There are a lot of run-on sentences that contain several different thoughts. They could do with being broken up into smaller sentences, or if not, at least adding a comma somewhere in them.

I was very confused in this sentence....".....trying to look teenagers..." maybe I missed something, but what is a "trying to look" teenager?

He considered teaching, briefly. You put a semi-colon where there should be a comma.

All brand names should be capitalized; Rice Krispies, Coke.

You have a verrrry long winded paragraph about how David is going to spend his day in the beginning. It could do with some paring down, as it really pulled me out of the narrative.

The sentence, "....and he, stuck at the helm..." was also confusing. You mean David was stuck at the helm of this ship, being tormented by 12 yr olds?

David gave a short laugh; there was a short silence. You should eliminate one of the 'shorts' because they appear too closely together.

You give running commentary about their every which movement, and it really isn't necessary. The reader doesn't need to know about their every minute movement.

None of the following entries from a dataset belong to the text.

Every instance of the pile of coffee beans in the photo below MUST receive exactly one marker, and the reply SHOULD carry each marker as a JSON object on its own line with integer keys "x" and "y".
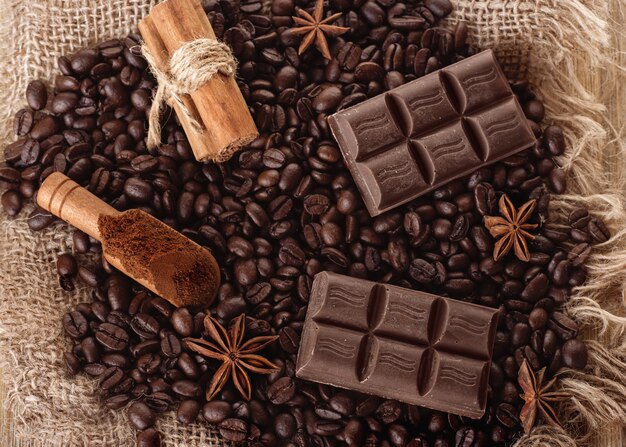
{"x": 284, "y": 209}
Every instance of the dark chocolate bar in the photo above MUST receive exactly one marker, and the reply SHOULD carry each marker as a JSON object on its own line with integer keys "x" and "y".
{"x": 398, "y": 344}
{"x": 412, "y": 139}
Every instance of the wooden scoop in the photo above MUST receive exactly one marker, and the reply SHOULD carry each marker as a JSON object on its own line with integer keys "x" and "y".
{"x": 140, "y": 246}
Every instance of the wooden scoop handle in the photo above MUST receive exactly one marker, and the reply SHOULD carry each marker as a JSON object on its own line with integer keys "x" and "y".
{"x": 69, "y": 201}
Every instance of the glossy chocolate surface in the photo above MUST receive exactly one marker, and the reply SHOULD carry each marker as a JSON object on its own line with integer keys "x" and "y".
{"x": 398, "y": 344}
{"x": 412, "y": 139}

I hate to have to mention this, but there is a lot of telling, not showing going on. I know we as writers hate hearing it, but it has to be said. You briefly described the kitchen, and it was pretty bland. Don't tell me the kitchen is small; show me how David bumps into things due to cramped space.

I did like that I was able to learn more about David through the job applicaton questionaire.

typo -- "then CAME the question he always dreaded..." you put case.

There is a very wobbly POV going on; I was confused at times over who's head I was in. It mostly felt like David but then jumped around a lot. For example, how would David know she burnt her tongue unless she told him? etc.

The thing you should focus on first`are the mechanics; they really need to be addressed, then the format, i.e, splitting the chapters up. You'll get a lot more readers that way.

Melissa

Terence Brumpton wrote 393 days ago

This is really realistic and the starts fit in with the problems young people face finding work. the only thing i would say to do ( only because people later on will complain so it saves you having to hear it ) is to up load each chapter at a time, instead of as one file. Apart from that its really good, nothing to fault it by
Terence

Casimir Greenfield wrote 393 days ago

Rachel. I speed read. I have to.

Great opening. You have a compelling, off-hand style that appeals to me. What do I mean? Well, it's realistic. Nothing fanciful. You are telling a story. The characters develop through the showing rather than ponderous explanations. Good taut, lean writing. I like it.

I've watchlisted your book, will back when I clear some space.

That's me hooked.

Cas

Rachelsarah wrote 394 days ago

This is the first draft of the first five chapters of my book, i hope you enjoy reading it as much as i enjoyed writing it!